Decision points

Yes, I’m aware of the irony of titling my first post of 2012 after George W. Bush’s autobiography.  Decisiveness is one of those traits highly valued in leaders, that they are firm and resolute in their convictions.  Strangely enough it seems immaterial what those convictions are, as long as they are unwavering – someone who takes the time to examine an issue thoroughly before committing to a course of action is dismissed as a ditherer.  It’s assigning total vindication to the concept of leaping before you look, inasmuch as it matters less that the leap will actually kill you than it does that you were certain about leaping in the first place.  I’ve chosen this topic for my 2012 leadoff slot because it relates to my sole New Year’s Resolution:  to be more decisive.  Which is not to imply that I’m advocating the abandonment of sound judgment; it is certainly not to suggest substituting recklessness for reason.  Rather, it is the idea of committing fully to a course of action instead of hemming and hawing and gaming out all possible failing scenarios first.  Acting the latter is the equivalent of standing on the side of a busy roadway watching cars race by, when you really should be in that race.  You should have been in it eighty-three laps ago, but you’re waiting for an elusive “perfect moment” to jump in.  Truthfully, you’re not waiting for a perfect moment.  It’s a fable you’ve conjured to rationalize your unwillingness to shift into gear and step on the gas.  It is the eternal lament of the coward who has resigned himself to never trying.

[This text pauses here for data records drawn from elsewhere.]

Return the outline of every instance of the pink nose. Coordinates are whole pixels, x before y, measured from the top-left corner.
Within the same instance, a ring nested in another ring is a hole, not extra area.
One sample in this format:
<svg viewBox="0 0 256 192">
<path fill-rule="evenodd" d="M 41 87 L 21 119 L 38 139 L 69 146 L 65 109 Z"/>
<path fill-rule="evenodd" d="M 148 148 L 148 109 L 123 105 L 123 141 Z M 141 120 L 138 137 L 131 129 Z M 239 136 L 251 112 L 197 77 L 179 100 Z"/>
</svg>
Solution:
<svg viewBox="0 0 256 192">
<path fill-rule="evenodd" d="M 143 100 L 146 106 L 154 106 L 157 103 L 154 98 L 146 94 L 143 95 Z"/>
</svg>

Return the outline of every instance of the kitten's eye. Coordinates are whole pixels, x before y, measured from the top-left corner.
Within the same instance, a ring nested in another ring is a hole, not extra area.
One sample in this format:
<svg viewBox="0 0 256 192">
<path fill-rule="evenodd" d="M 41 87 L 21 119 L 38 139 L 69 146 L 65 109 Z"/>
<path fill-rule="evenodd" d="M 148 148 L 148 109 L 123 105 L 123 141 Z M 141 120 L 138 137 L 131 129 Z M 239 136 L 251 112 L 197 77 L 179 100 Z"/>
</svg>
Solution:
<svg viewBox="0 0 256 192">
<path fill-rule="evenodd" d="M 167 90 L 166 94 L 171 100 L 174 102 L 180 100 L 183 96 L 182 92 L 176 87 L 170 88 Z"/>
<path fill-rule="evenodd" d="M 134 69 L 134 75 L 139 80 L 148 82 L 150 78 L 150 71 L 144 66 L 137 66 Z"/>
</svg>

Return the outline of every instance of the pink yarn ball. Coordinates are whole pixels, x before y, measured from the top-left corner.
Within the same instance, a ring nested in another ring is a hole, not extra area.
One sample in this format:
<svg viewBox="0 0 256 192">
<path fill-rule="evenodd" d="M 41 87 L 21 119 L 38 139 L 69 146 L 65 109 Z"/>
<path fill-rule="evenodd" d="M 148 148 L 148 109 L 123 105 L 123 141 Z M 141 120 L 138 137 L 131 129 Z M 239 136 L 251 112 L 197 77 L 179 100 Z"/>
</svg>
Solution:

We can sit back on our couches and slam the politician with the redneck opinions, the auto-tuned singer of dubious talents but ample cleavage, the latest hack vampire novelist, the hopelessly wooden thespian, the football team that never wins.  But every single one of those people chose to stand up and try.  It doesn’t matter that they may have succeeded because of how they look or who they knew or just plain dumb luck.  They could have stayed home and kept to themselves, settled for a less than ordinary life.  Something compelled them to take that fateful step into traffic.  Ambition is not a vice; indeed, it is the driving force at the heart of all human progress since the beginning of time.  I’m writing this on a computer and sharing it with the world because someone long ago decided they wanted something other than pen and paper.  And before that someone decided they wanted something other than chisels and stone tablets, or charcoal and cave walls upon which to record their thoughts and stories.  Star Trek was never about going timidly where thousands had gone already, if, you know, it was perfectly safe to do so and no one else would be upset by it.  Hard to imagine getting excited about a television series like that, isn’t it.  As it is hard to imagine getting excited about a life of hesitation and half-heartedness.  Those who make a mark on the world use their whole heart.  One shudders, like Ebenezer Scrooge confronted by the Spirit of Christmas Yet to Come, at the prospect of looking back from the tail end of life at endless opportunities forsaken and dreams that never got off the ground.  That beautiful girl you never had the courage to ask out.  The trip you never took.  The jobs you didn’t apply for, the promotions you didn’t chase after.  The novel you never submitted to a publisher.  The treasures locked inside your soul that you never chose to share with anyone else.  What then are you taking with you as you shuffle off this mortal coil?  What are you leaving behind?  Someone, I think it was Mark Twain, had a great quote about being more disappointed twenty years from now by the things you didn’t do, than by the things you did – regardless of whether you succeeded at them or not.  Regret is the most burdensome of Jacob Marley’s chains.

My promise to myself for this year, then, is to charge at life.  If I am to fail, then I want to fail with a huge Graham-shaped hole left in the wall I just ploughed into at full speed.  (Full credit to Aaron Sorkin for that delightful metaphor.)  Moreover, I hope to never again answer the question, “What do you want to do?” with “I dunno, what do you wanna do?”  That is giving up one of your most precious freedoms as a human being – the freedom to decide the course of your own life.  Even in matters as seemingly nonchalant as what to have for dinner.  2012 for me, is to be a year with no regrets, and no chances passed up.  That is the stuff of living itself.

Oh yes.  And I also promise to blog more.